Mental and Emotional:  Keep things in perspective and set realistic expectations for yourself and your child.  Read or Review The Connected Child by Karyn Purvis to regain perspective on your child’s history and needs.  Chapters 4, 8 and 12 are especially helpful.  Check out The Whole Brain Child by Daniel J. Siegel, M.D. to develop new understanding of how your child’s mind works.  Schedule time with friends for coffee or dessert, attend a talk at the Library or join a monthly book group to keep your brain engaged. If you enjoy the arts  and crafts consider taking an art class , joining your church choir or picking up that neglected instrument.  Return to a hobby you enjoy or start a new one.  Ask a trusted friend to initiate “check in” calls with you to give you encouragement and a listening ear.

Spiritual:  Use technology to your advantage  and download podcasts of sermons or register for twitter feeds from your favorite pastor to keep that renewal from God readily accessible.
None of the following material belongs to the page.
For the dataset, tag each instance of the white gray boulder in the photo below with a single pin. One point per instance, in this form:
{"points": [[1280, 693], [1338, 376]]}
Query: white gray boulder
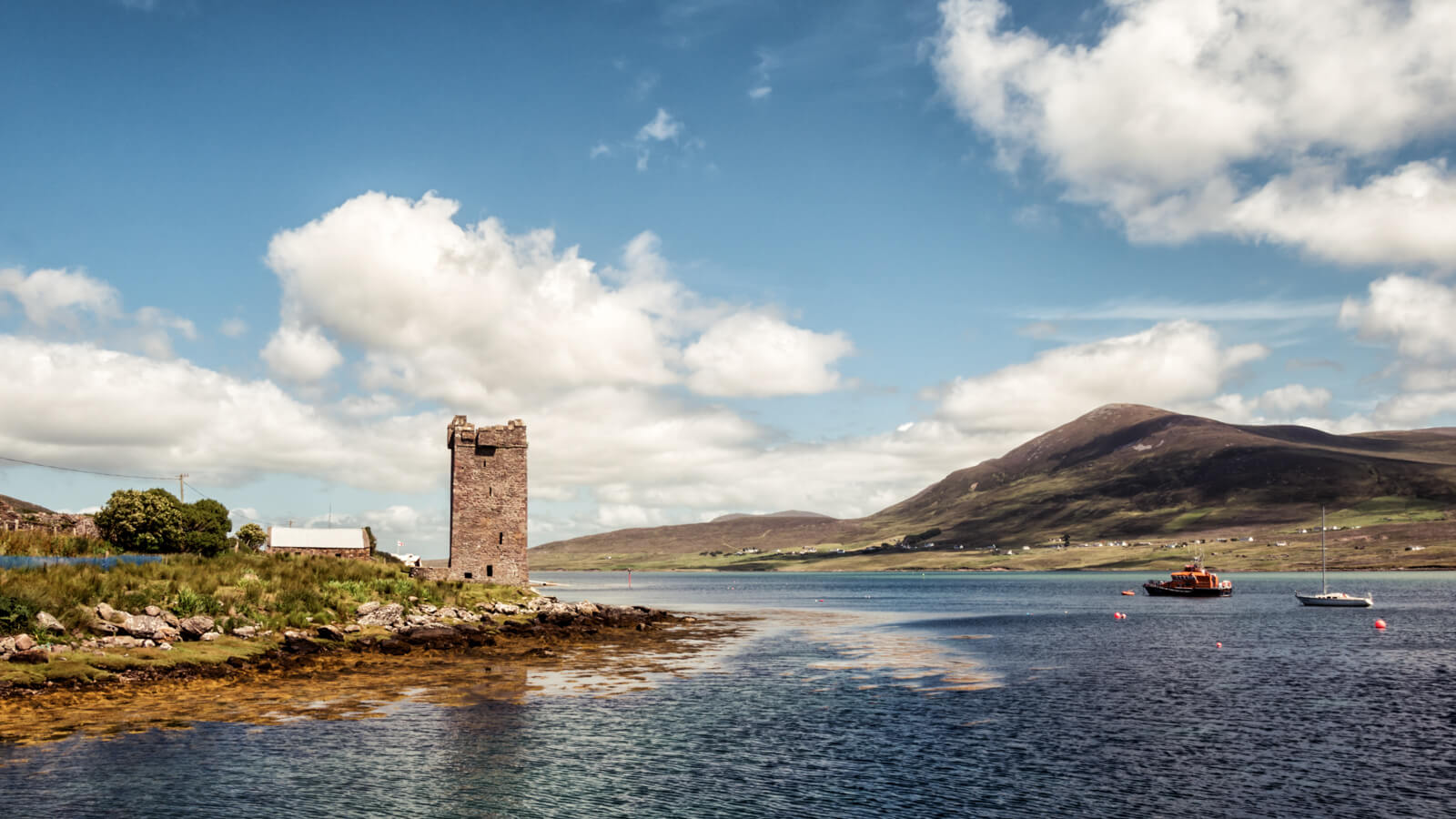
{"points": [[48, 622], [383, 615]]}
Don’t neglect attendance in Sunday school or with your small group even if you and your spouse have to  alternate for a while and attend individually.   Host the group in your home if that helps you to attend.  Check out the devotion guide Ready or Not 30 day devotion for Battle Weary Parents by Pam Parish.

Team Work:  Communicate with your partner about your needs and what will help you to recharge. Work as a team to help one another brain storm on how you can provide that extra time you each need both as individuals and as a couple.  One family found that they were able to stay better connected as a couple by getting up 15 minutes earlier each morning for coffee together before the children woke up.   This helped them to feel connected and strategize for the day. Don’t hesitate to call on your support team to help you reach your goals as a couple, call on them to help provide longer times away such as date nights and anniversary weekends or  partner with another adoptive family and swap child care.



The goal of self care is to take time through out the day to evaluate where you are in your mood and emotions so that you can best care for yourself and your child.  If you find yourself losing control try to implement some of these quick two to five minute strategies to get grounded.  If you can  refresh several times through out the day, maintaining  your own well being then hopefully you will not be as depleted at the end of the day. As you take time to renew yourself physically, mentally, emotionally and spiritually you will be better equipped to meet the challenges that parenting brings.  Operating with a recharged battery, a full bucket and well stocked pantry will give you confidence and the ability to set the right tone for your relationship with your child.